Department of Chemistry, Purdue University, West Lafayette, IN, USA.
Analytical Research & Development, MRL, Merck & Co., Inc., Rahway, NJ, USA.
Pharm Res. 2023 Mar;40(3):701-710. doi: 10.1007/s11095-023-03475-3. Epub 2023 Feb 16.

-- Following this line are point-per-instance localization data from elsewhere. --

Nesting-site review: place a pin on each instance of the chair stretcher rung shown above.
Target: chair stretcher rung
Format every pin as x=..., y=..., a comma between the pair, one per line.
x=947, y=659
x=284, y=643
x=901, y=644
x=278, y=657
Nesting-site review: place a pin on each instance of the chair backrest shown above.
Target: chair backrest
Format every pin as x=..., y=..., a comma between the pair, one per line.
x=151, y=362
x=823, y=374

Chemical and physical stabilities are two key features considered in pharmaceutical development. Chemical stability is typically reported as a combination of potency and degradation product. Moreover, fluorescent reporter Thioflavin-T is commonly used to measure physical stability. Executing stability studies is a lengthy process and requires extensive resources. To reduce the resources and shorten the process for stability studies during the development of a drug product, we introduce a machine learning-based model for predicting the chemical stability over time using both formulation conditions as well as aggregation curves.

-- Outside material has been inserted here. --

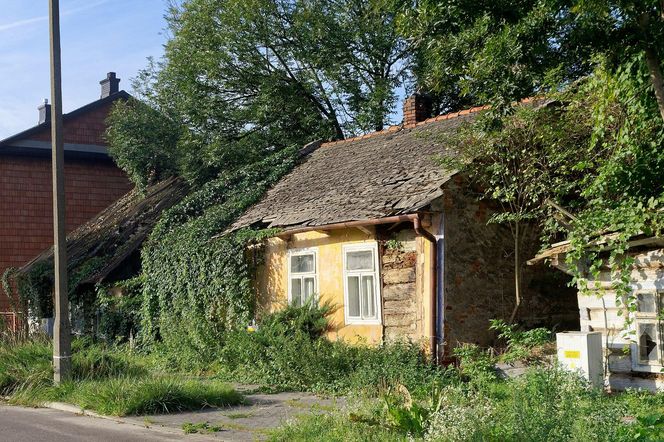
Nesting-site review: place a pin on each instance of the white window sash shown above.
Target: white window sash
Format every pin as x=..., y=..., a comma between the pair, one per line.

In this work, we develop the relationships between the formulation, stability timepoint, and the chemical stability measurements and evaluated the performance on a random test set. We have developed a multilayer perceptron (MLP) for total degradation prediction and a random forest (RF) model for potency.
The coefficient of determination (R) of 0.945 and a mean absolute error (MAE) of 0.421 were achieved on the test set when using MLP for total degradation. Similarly, we achieved a R of 0.908 and MAE of 1.435 when predicting potency using the RF model. When physical stability measurements are included into the MLP model, the MAE of predicting TD decreases to 0.148. Using a similar strategy for potency prediction, the MAE decreases to 0.705 for the RF model.
We conclude two important points: first, chemical stability can be modeled using machine learning techniques and second there is a relationship between the physical stability of a peptide and its chemical stability.
化学和物理稳定性是药物开发中两个关键特征。化学稳定性通常报告为效力和降解产物的组合。此外,荧光报告物硫黄素 T 常用于测量物理稳定性。执行稳定性研究是一个漫长的过程,需要大量资源。为了减少药物产品开发过程中稳定性研究的资源并缩短其过程,我们引入了一种基于机器学习的模型,该模型可使用制剂条件和聚集曲线来预测随时间的化学稳定性。
在这项工作中,我们开发了制剂、稳定性时间点和化学稳定性测量之间的关系,并在随机测试集中评估了性能。我们已经开发了用于总降解预测的多层感知器 (MLP) 和用于效力的随机森林 (RF) 模型。
当使用 MLP 进行总降解预测时,测试集的决定系数 (R) 为 0.945,平均绝对误差 (MAE) 为 0.421。同样,当使用 RF 模型预测效力时,我们获得了 R 为 0.908 和 MAE 为 1.435。当将物理稳定性测量值纳入 MLP 模型时,预测 TD 的 MAE 降低至 0.148。对于效力预测,使用类似的策略,RF 模型的 MAE 降低至 0.705。
我们得出两个重要结论:首先,可以使用机器学习技术对化学稳定性进行建模;其次,肽的物理稳定性与其化学稳定性之间存在关系。